It's every reality TV whore's dream come true. Fourteen European women, none of whom are even the slightest bit familiar with last season's runaway hit Joe Millionaire, are whisked away to an isolated estate as part of an unnamed dating game. There, the women are introduced to the main prize - 24-year-old David Smith, a Texan cowboy who recently inherited $80 million from a dead uncle and who is supposedly looking for someone with whom to share his newfound wealth.
But, of course, it wouldn't be reality television if it didn't have a catch. Not only does "Joe" have the power to evict one or two women every episode (which he does by denying them diamond necklaces or bejeweled rings at the end of the show), but, as the audience knows all too well and as these unfortunate beauties will soon find out, he isn't even rich -- he's a rodeo circuit rider, racking in a mere $11,000 a year.
And so starts the second season of Joe Millionaire: An International Affair. Looking to capitalize on the incredible ratings from their early 2003 surprise hit and to duplicate a show that they claimed could only be a one-time event, the network executives at Fox searched high and low across Europe, trying to find a cast of women who had never heard of the reality television twist. The females they managed to track down embody the "spirits" of the countries they represent, from the beautiful-yet-tactless Italian Alessia to Czech cutie Tereza. The stage seemed set for another run at Joe Millionaire's heart -- love, money, and a chance to laugh at stereotypical Europeans: it seemed like a plan for a runaway hit.

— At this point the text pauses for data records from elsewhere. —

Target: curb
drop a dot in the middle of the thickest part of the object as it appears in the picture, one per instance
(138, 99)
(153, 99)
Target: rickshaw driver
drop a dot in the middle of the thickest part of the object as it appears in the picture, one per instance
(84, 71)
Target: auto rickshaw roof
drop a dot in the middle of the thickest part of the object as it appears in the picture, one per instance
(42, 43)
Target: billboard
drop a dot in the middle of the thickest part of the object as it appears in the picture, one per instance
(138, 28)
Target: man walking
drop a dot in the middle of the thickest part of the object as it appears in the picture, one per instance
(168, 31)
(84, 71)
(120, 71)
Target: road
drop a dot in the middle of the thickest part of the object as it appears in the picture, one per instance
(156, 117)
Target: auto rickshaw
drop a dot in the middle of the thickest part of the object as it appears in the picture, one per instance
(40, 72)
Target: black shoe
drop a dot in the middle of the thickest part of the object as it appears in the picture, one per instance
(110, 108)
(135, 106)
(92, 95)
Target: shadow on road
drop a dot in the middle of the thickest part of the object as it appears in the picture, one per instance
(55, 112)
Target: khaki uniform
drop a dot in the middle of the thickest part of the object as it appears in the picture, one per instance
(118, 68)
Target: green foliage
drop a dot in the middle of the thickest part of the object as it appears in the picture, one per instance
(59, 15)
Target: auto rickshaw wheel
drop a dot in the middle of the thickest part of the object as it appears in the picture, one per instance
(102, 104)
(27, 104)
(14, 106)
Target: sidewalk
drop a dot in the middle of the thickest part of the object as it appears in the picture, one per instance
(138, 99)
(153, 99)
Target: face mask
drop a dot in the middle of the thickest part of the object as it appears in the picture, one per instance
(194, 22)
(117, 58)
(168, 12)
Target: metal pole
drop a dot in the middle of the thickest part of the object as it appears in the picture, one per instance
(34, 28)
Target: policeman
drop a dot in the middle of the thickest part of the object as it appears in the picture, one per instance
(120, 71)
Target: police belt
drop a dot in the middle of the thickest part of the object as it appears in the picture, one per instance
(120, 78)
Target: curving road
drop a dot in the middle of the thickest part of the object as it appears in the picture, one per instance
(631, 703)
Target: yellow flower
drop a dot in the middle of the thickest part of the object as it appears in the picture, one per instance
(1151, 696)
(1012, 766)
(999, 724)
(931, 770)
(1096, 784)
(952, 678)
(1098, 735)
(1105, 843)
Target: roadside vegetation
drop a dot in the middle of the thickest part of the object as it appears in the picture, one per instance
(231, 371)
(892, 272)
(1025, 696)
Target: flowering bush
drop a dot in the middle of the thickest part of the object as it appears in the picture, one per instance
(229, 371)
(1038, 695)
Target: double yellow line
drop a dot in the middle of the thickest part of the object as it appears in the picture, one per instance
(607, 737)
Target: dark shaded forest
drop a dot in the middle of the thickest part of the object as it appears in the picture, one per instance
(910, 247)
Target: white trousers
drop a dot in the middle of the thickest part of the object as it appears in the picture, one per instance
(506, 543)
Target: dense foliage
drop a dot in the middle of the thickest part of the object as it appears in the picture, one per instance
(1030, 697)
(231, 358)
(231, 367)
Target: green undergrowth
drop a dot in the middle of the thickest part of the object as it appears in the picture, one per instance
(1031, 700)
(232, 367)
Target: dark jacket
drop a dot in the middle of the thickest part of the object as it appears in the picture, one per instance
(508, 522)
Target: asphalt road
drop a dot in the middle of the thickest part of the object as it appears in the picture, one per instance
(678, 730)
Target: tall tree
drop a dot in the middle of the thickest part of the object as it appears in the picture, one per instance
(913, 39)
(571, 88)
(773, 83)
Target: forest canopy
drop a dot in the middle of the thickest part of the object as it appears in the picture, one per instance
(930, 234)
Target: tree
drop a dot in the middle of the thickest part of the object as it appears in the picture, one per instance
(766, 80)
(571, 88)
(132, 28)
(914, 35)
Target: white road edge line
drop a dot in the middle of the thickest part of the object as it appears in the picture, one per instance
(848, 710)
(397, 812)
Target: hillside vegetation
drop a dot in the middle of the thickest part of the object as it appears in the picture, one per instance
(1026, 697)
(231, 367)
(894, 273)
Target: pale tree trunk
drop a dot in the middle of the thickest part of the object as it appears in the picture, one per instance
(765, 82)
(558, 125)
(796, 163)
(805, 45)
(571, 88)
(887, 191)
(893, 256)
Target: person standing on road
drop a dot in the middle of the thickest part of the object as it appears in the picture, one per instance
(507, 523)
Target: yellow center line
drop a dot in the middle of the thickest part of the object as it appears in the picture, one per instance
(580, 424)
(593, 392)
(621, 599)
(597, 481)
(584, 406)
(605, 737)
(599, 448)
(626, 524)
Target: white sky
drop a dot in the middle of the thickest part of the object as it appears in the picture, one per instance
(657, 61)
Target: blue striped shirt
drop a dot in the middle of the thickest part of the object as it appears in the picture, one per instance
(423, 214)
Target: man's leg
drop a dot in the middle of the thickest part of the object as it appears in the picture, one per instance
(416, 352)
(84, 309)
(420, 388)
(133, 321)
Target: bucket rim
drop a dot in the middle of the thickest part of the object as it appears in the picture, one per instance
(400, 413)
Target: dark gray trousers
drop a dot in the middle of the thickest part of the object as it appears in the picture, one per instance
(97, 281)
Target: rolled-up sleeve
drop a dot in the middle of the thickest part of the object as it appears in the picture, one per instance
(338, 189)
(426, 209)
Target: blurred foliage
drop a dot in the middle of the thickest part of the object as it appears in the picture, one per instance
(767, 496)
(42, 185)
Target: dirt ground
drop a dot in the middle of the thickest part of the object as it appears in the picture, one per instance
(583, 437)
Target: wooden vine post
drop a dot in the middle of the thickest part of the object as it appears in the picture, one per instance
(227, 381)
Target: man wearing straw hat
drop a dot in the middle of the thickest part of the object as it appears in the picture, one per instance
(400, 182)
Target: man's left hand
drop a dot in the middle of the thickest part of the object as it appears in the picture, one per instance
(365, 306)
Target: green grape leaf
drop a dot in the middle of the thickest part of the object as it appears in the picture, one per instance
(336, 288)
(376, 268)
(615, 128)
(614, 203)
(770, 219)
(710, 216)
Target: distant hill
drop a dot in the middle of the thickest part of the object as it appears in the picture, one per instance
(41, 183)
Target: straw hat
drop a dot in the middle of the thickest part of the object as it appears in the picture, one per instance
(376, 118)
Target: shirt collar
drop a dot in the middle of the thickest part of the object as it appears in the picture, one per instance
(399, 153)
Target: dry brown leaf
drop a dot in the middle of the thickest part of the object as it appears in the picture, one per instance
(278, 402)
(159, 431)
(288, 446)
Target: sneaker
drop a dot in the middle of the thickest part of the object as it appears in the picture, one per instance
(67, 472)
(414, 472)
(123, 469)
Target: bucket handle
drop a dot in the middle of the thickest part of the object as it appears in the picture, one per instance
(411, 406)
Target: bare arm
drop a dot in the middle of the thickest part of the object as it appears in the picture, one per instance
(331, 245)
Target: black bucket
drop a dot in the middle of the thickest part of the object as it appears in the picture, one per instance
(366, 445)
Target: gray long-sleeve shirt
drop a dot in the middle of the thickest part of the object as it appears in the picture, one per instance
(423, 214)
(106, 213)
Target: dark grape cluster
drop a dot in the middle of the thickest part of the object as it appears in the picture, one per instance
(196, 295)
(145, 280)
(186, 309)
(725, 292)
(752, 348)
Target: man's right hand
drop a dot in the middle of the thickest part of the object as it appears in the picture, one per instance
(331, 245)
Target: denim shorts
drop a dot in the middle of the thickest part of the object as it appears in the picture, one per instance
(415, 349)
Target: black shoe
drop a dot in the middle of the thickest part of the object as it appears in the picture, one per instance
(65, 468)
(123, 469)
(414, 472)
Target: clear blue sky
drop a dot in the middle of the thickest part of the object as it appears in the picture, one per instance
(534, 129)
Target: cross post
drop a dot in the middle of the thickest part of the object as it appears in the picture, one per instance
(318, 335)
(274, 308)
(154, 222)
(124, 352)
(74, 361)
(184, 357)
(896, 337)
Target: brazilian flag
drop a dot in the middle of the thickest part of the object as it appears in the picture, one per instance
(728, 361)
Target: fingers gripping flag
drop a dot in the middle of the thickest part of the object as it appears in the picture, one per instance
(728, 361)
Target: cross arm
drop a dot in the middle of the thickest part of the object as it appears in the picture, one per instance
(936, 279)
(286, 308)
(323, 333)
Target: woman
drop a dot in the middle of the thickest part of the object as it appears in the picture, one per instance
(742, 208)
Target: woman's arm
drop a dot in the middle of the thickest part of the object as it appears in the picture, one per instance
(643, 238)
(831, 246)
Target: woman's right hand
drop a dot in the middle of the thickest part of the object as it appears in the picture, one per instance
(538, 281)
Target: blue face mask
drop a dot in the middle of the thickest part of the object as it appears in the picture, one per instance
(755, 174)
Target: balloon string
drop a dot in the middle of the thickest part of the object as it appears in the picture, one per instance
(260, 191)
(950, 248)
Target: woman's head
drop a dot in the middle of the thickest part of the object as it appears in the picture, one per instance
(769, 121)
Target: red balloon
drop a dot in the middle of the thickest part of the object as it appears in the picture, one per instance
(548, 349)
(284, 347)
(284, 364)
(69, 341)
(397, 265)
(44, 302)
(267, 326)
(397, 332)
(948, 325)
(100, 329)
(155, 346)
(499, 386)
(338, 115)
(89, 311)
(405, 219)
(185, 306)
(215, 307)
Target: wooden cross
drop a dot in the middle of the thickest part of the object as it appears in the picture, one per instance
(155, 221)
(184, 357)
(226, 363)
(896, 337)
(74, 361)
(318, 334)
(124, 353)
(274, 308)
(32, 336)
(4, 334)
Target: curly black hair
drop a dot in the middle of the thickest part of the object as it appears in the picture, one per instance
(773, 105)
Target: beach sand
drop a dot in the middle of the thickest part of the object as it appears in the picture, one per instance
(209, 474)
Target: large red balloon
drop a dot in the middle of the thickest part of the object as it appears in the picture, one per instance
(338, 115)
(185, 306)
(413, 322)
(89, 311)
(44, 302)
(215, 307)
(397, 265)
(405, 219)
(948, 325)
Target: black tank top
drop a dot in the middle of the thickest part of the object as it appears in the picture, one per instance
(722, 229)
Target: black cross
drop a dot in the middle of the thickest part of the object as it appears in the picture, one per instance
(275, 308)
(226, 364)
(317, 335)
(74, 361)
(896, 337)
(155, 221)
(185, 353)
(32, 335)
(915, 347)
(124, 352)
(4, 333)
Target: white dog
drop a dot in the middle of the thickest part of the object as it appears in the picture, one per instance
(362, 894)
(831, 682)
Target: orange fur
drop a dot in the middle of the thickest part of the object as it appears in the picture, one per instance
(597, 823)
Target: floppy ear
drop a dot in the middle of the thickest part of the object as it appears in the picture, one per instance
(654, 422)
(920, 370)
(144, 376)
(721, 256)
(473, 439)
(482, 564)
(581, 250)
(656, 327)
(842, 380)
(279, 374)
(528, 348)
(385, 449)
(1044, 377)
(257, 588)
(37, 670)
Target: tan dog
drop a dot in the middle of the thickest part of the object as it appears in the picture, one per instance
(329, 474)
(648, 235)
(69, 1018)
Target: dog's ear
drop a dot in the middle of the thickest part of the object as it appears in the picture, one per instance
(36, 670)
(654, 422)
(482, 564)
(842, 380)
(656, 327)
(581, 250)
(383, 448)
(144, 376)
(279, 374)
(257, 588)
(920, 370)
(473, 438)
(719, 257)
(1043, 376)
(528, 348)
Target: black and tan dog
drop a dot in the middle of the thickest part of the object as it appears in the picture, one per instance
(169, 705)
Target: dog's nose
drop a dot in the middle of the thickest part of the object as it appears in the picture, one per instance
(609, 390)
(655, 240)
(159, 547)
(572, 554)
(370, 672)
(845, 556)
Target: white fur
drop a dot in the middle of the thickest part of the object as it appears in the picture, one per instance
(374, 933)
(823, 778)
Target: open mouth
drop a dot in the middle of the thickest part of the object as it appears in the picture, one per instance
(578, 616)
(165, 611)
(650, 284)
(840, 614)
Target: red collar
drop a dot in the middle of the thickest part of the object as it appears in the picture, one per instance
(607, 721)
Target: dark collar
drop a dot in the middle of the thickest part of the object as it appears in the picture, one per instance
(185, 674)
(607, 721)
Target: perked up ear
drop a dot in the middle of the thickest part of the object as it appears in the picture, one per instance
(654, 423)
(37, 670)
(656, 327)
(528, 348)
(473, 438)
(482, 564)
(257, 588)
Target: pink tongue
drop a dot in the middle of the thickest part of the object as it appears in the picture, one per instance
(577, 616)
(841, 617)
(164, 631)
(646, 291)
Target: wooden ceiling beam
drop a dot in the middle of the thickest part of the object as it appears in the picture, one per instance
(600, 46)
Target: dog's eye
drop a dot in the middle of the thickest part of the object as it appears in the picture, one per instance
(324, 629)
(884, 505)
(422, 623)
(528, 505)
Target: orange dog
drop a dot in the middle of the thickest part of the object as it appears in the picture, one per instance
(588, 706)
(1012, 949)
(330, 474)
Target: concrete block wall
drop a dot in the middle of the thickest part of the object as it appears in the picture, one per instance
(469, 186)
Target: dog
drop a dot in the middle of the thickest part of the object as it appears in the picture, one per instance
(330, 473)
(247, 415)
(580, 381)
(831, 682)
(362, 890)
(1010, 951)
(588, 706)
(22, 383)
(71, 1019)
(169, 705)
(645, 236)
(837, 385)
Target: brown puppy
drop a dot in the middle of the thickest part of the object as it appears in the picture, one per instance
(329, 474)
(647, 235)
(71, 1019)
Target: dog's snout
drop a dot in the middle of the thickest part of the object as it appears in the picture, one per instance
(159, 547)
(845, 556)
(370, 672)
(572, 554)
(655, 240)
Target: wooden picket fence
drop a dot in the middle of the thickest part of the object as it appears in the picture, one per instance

That is, until the ratings came in.
Joe Millionaire: An International Affair finished fifth in its time slot, attracting only 6.6 million viewers after the season finale of its first installment drew in over 40 million. Considering the heavy marketing campaign that Fox ran during the baseball playoffs, to call such a poor showing a disappointment would be the understatement of the rating sweeps. The network had been expecting Joe Millionaire to be its lead-in on Monday and Tuesday nights, and the fact that it crashed coming right out of the starting gate does not bode well for the upcoming television season.
And so the prognosticators at Fox have been left scrambling to explain this unexpected disappointment. Excuses have been everything from a pool of contestants that is too international (many of them have heavy accents, triggering subtitles and making it difficult for viewers to understand them) to a poorly-thought-out marketing strategy (that was run during a baseball playoff campaign that few women who are interested in dating shows would have watched) to an overall diminished interest in reality television itself. Even reality staple Survivor has been clocking in with fewer viewers in its seventh season, so it's possible that the genre has just worn itself too thin.
Viewers of the premiere might be surprised at the low ratings. The show preserved many of the quirks from the original -- a clueless, uncultured "hero" and a selection of women with dollar signs that flash across their eyeballs whenever David's fortune is mentioned -- and dropped one of its most annoying traits: Alex McLeod, the expressionless, irritating host from the first season.
The cast itself promises an interesting mix. The Italians are saucy, the Dutch are air-headed, and every single woman knows the theme song to Dallas, judging by the way they all started humming it after David's fortune was announced. The editing of the show made it more than clear that each and every one of the "contestants" thinks that Americans in general and cowboys in particular are clumsy, socially-impaired oafs, which will only make it easier for them to write off the inevitable gaffes of their clumsy, socially-impaired prize as he tries to convince them he's really as cultured as producers want him to think he is.
David, of course, is bland and almost unbearably uneducated (he even had to ask which country the Dutch come from), but the show revolves less around him than it does the conniving, self-centered women who are trying to win his heart in order to worm their way into his pocketbook. Viewers might roll their eyes at the lead man's attempts to master the intricacies of wine tasting or polite introduction, but they're really tuning in to see all the European beauties get their comeuppance in the end. Joe Millionaire is, after all, one of the few reality television programs where being completely focused on the ultimate prize is punished instead of rewarded.
And punishment will indeed come in time for those viewers faithful enough to stick out the entire season. Each woman will eventually be forced to either face humiliation in the form of rejection, or will have to choose between "love" or admitting that she was only in it for the money. Will the ratings recover? Will wholehearted greed win out in the end?